Jimmy finds a hand truck; Bob stacks books on it; I wheel this up the
hill to the library where I put the books near the door and when I run out of
room there, on the steps, leaving just enough room between them for someone in
the morning to make their way to the door with the key.
It is tedious work and we are overheated even outside, Jimmy
complaining the whole time about the number of books Bob manage to collect over
the years.
“Has anyone told you that you are not the Library of Congress?” he asks
Bob.
Then he bitches about how unfaithful Frank is.
“He promised to be here,” Jimmy says. “I though I could rely on him.”
“When it comes between being loyal to you and being with a woman, the
woman wins all the time,” I said.
“I’ve seen the kind of women Frank goes with, he’s better off with us,”
Jimmy says.
Then, he stops, stares up the street.
“Cheese it, guy, it’s the fuzz!”
I glance up the hill just in time to see the patrol car turning the
corner near the library.
“If he looks at the books on the library steps and then sees us, we’re
doomed,” Jimmy says. “Quick, pull everything inside.”
So, we drag the hand truck full of books through the door, stacks of
books Bob has ready tumble like the center of San Francisco during an earthquake,
one pile falling into the next until there is nothing but rubble.
Jimmy stares out at the street.
“What’s he doing?” Bob asks.
“He’s going slow,” Jimmy says. “Do you think he’s on to us?”
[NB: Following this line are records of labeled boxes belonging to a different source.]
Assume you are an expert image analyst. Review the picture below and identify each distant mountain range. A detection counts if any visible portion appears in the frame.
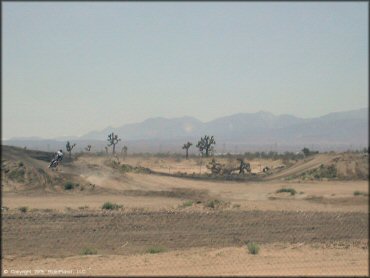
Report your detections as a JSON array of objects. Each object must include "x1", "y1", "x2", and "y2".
[{"x1": 3, "y1": 108, "x2": 368, "y2": 152}]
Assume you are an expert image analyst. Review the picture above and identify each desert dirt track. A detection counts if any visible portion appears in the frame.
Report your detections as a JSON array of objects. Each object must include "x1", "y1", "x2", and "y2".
[{"x1": 2, "y1": 146, "x2": 369, "y2": 275}]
“Maybe not,” Bob says. “There have been a number of burglaries.”
“On Sunday?” Jimmy snarls. “Those cads!”
“It’s getting hot in here again,” I say. “Can you open the door more.”
“Not without the cop seeing us when he passes.”
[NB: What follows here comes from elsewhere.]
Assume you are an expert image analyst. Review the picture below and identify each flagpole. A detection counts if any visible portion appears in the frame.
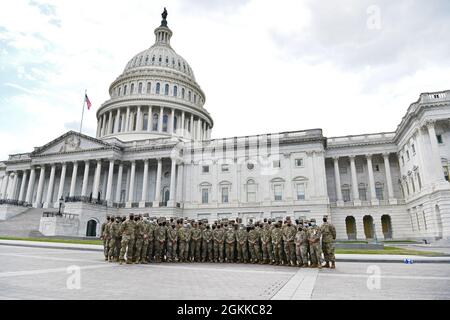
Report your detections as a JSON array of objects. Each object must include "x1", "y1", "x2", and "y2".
[{"x1": 80, "y1": 89, "x2": 87, "y2": 133}]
“Why should that matter?” Bob says. “We’re not burglars. This is my
store.”
“Precisely. Tomorrow the library is going to see those books and call
the cops. If the cop sees us in here today, he’ll remember that tomorrow and
then come looking for us. Do you really want to go to jail for illegally dumping
books?”
“If we’re going to get arrested, I wish he would do it soon, jail
couldn’t be any hotter than this,” I say.
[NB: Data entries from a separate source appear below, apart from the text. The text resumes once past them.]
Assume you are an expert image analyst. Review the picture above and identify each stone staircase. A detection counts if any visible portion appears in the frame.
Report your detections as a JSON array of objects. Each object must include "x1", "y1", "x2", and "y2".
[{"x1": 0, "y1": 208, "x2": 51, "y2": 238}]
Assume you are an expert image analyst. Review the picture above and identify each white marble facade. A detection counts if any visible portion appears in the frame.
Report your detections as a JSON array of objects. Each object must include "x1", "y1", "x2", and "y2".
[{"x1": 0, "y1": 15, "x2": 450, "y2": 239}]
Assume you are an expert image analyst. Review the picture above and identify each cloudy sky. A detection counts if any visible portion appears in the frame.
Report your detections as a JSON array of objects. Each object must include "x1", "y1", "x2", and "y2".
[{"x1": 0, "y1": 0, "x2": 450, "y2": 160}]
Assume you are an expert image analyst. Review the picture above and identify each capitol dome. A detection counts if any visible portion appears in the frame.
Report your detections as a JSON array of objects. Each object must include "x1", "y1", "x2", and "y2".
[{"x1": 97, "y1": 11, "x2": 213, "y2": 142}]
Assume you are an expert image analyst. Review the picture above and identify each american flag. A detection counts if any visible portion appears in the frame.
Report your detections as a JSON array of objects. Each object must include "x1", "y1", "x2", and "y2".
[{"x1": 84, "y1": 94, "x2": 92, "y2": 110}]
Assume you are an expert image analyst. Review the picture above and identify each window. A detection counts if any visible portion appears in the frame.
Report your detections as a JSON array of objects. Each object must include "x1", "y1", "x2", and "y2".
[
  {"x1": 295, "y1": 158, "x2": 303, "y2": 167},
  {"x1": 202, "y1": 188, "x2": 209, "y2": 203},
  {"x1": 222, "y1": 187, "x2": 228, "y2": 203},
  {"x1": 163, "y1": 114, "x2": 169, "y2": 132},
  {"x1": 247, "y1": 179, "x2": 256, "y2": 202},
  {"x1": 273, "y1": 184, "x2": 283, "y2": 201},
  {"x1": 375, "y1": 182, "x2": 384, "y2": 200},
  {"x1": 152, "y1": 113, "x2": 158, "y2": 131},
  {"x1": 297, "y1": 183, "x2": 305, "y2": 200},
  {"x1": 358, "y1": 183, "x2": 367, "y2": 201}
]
Slowly, the patrol car makes its way down the street, the officer
inside inching long the curb to stare into each shop as he passes, coming
closer and closer until we’re scared, he will see us even with the door closed.
Then, he passes us, and moves down the hill, and then is gone from sight.
“We need to get this over faster,” Jimmy says.
“It would go faster if you did more than supervise,” Bob says.
“With you two somebody has to supervise,” Jimmy says. “But if I must, I
must.”
And so, he starts stacking books outside for me to collect with the
hand truck, and I roll them up to the library only to find twice as many stacks
on the sidewalk as when I left.
“Don’t they ever run out?” I ask. “The books I mean.”
“The store is almost empty,” Bob assures me.
“It is. I’m running out of room in front of the library. I’ve already
filled up their return book bin, too.”
Eventually, I get to the last stack and roll it up to the library, and
leave it on the sidewalk there because there is no place left to put any, piles
of books as tall as I am, waiting for a good wind to knock them all down into
the street.
I get back to the store to find Bob standing in front of is with Jimmy yanking
on his sleeve to make him leave.
“I’m going to miss this place,” Bob says.
“Yeah, yeah, but it’s over now. We have a long way to drive to get the
rest of the books to your house.”
“I suppose,” Bob mumbles and turns away.
“I get the passenger seat,” Jimmy tells me.
“But the back seat is loaded with books.”
“You’ll fit if you squeeze.”
“I can squeeze better in the front seat with you.”
“With my trick knee?” Jimmy says. “Forget it. Speaking of which…” Jimmy
addresses Bob. “You won’t forget what you promised me for helping with this
will you?”
“No,” Bob mumbles. “I won’t forget your pot.”